Algo siniestramente lógico en Franco, suicida (para su país) en Sánchez. Por eso la intención, siniestra también, del segundo, consistente en cabalgar sobre el espectro del franquismo, puede impulsar la resurrección política de este, y el Año de la Libertad, de la falsa libertad de Sánchez, transformarse en el Año de Franco.

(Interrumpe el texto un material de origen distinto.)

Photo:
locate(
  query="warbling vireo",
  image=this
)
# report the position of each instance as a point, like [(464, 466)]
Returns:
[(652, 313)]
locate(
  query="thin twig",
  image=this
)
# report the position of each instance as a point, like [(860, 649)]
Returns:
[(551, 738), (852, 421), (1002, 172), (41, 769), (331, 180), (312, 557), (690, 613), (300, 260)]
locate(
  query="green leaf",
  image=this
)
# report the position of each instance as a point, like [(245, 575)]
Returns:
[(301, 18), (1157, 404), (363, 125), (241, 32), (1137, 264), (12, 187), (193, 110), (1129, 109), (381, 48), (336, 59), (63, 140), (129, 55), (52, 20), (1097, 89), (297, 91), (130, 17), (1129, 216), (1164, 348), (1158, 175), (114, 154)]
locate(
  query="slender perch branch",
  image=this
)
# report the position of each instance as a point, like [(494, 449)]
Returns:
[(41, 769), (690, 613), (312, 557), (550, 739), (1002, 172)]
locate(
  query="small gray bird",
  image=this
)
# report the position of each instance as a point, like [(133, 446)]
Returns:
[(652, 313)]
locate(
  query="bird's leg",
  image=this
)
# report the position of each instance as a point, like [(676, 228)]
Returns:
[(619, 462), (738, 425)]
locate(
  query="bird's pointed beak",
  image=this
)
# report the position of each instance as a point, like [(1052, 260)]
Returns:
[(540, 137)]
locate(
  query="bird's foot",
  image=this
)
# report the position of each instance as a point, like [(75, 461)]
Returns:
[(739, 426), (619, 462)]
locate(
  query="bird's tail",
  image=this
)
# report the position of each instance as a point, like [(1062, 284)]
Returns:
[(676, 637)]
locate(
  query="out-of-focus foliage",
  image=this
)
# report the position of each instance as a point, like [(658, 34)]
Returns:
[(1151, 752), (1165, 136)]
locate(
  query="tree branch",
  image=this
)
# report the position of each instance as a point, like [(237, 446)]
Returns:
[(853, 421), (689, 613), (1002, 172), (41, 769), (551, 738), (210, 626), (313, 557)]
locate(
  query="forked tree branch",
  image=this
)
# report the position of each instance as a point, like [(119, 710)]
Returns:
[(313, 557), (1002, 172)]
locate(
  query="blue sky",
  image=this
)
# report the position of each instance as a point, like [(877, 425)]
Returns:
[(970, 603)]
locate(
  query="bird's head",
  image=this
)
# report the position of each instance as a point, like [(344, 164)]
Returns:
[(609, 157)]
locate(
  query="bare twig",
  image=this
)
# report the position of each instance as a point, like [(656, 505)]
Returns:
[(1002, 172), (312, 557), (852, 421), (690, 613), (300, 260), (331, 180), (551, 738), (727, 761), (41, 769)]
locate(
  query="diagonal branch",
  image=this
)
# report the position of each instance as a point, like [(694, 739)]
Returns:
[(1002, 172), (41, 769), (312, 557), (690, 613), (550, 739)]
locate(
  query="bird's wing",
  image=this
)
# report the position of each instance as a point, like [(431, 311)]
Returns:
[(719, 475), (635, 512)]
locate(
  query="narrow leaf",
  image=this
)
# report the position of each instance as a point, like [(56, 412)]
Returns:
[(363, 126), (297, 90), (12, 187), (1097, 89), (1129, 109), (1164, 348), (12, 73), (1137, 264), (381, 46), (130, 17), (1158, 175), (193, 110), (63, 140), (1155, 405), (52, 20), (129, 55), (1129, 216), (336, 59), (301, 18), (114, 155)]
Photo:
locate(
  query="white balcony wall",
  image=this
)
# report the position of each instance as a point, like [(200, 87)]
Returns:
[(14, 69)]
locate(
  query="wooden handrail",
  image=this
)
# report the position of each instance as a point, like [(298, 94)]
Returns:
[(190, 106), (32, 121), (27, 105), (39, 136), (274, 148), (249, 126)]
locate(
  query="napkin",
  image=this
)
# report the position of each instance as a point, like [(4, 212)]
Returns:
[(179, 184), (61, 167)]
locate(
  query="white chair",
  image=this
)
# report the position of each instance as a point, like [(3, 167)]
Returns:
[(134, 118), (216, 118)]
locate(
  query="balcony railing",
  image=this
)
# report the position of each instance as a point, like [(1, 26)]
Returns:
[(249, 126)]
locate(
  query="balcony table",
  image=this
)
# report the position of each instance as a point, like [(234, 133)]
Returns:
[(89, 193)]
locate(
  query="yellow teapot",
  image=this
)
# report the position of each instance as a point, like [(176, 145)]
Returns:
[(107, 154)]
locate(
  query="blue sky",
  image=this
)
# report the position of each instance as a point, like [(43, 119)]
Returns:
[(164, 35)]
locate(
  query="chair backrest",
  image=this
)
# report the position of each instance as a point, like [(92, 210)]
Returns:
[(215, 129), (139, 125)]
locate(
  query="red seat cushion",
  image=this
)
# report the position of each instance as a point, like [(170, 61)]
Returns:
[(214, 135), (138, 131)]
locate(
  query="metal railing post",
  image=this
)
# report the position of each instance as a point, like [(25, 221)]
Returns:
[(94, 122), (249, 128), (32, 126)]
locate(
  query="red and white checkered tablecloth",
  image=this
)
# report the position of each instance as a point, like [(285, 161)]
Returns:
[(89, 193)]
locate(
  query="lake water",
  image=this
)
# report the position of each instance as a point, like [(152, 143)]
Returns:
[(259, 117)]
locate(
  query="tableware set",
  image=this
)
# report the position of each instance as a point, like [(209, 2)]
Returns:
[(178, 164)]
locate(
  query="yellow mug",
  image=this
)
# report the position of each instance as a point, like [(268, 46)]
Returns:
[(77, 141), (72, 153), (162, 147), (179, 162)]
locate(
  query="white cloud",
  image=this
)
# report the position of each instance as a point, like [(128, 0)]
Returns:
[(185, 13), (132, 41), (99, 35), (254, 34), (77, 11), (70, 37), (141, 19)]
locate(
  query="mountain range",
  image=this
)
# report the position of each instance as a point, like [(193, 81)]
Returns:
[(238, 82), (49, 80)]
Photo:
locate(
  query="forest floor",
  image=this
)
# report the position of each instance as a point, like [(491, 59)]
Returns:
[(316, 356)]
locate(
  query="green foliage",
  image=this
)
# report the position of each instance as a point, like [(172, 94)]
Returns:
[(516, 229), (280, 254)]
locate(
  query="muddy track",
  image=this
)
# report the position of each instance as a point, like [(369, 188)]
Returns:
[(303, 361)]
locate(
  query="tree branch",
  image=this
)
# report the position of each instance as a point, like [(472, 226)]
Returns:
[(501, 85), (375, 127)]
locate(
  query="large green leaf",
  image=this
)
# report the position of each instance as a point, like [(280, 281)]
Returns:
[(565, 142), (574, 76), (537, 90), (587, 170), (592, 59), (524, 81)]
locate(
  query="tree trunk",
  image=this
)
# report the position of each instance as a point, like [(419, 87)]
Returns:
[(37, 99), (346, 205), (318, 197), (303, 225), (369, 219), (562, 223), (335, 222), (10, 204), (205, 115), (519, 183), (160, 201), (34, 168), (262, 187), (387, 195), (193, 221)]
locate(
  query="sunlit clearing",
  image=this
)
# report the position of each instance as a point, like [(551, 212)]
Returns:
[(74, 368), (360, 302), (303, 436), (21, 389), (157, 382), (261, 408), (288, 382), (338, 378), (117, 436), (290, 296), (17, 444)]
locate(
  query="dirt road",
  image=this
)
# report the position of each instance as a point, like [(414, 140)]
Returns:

Según el programa oficial, Pedro Sánchez y Francisco Franco son y deben ser los dos únicos protagonistas de esta historia. La Transición no existió, y por supuesto, tampoco el Rey, ni el de entonces ni el de ahora. Y no debe existir, según acaban de recordárselo a Felipe VI unos socialistas locales, sacando el cachicuerno a órdenes de su señor, por atreverse a visitar sin permiso a los damnificados valencianos. El cerco al Rey es ya un hecho, visible en la reacción a su discurso de los vasallos de Sánchez, y «España en libertad» parece ser buena ocasión para estrecharlo: o se incorpora como mascarón de proa al barco fúnebre o será calificado de franquista. Pedro Sánchez es implacable.